ハゲしメタルが足に巻き付き、ほぼ身動きできない兄の上に妹が覆い被さって庇う。麗しき兄妹愛だった。雰囲気からして、道ならぬ恋をしているのでは、と一瞬だけ余所事を考えたが、些事と切り捨て、鉄心は妹の腕にも刀を走らせる。
「あっ……ぐあ」
痛みに呻く少女に、鉄心は最後の言葉を掛けた。
「そんな痛みを、お前は無関係の美羽ちゃんに与えようとしたんだ。その罪は、お前と兄貴の死を以て贖ってもらう」
「ふ……ざけんな! アタシらのは未遂罪だろうが! ここまで酷い事される謂われは!」
「都合の良い時だけ道徳や法で守られようなんざ、ふざけてんのはテメエだろ。先に外道外法を働いたのはテメエらだよ」
それだけ告げて、鉄心は最後の一人、主犯にして派閥の長、ロレンゾ・クーパーと向き合う。何とか体を起こしているが、顔面は殴られて倍ほどに腫れており、蹴りを入れられた腹もグルグルと鳴っている。
「……」
「薊ぃ! 許さない、許さない! 父様に頼んで」
「本当に自分では何も出来ないんだな、お前。一周回って憐れみすら覚えるよ。つーか、その頼みの父ちゃんも一緒に逝くんだっつの」
鉄心が面倒くさそうにアゴでしゃくった先。ようやく気絶から目が覚め、しかしあまりの事態にパニックを起こしている伯爵家ご一行がいた。

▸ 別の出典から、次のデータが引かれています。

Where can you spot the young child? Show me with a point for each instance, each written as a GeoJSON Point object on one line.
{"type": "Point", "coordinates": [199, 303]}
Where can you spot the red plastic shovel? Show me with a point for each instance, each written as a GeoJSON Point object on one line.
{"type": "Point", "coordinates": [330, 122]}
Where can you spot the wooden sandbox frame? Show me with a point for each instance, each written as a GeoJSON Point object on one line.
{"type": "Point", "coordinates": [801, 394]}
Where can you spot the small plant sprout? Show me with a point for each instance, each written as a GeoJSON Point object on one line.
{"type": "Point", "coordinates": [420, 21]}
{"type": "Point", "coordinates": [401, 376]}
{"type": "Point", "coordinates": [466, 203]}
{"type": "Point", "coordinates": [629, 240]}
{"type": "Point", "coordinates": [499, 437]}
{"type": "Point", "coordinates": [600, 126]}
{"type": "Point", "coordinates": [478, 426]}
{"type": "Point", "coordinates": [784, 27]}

「くそっ! なんでだ! なんでこんな事に! 僕の方が先に好きだったのに! 僕の方が彼女のこと、分かってるのに!」
悔し涙をボロボロと溢しながら、繰り言を止められないロレンゾ。だが鉄心は冷ややかなもので。
「お前、あの子が何に悩んでたか知ってるか?」
「……なに言ってる。公爵様だぞ? 何もかも持っていらっしゃる、天使のような御方だ。お前ら下民のような悩みなどあるワケないだろうが」
「……なるほど、こりゃ頼らないワケだ」
クーパー家は、メローディアからすれば一応は父親の実家なハズだが……この体たらくなら孤独の方がマシである。
「もうこれ以上は時間の無駄だな。始めよう」
鉄心は貴族たちから目線を切り、サファイアに話しかける。儀式の始まりだ。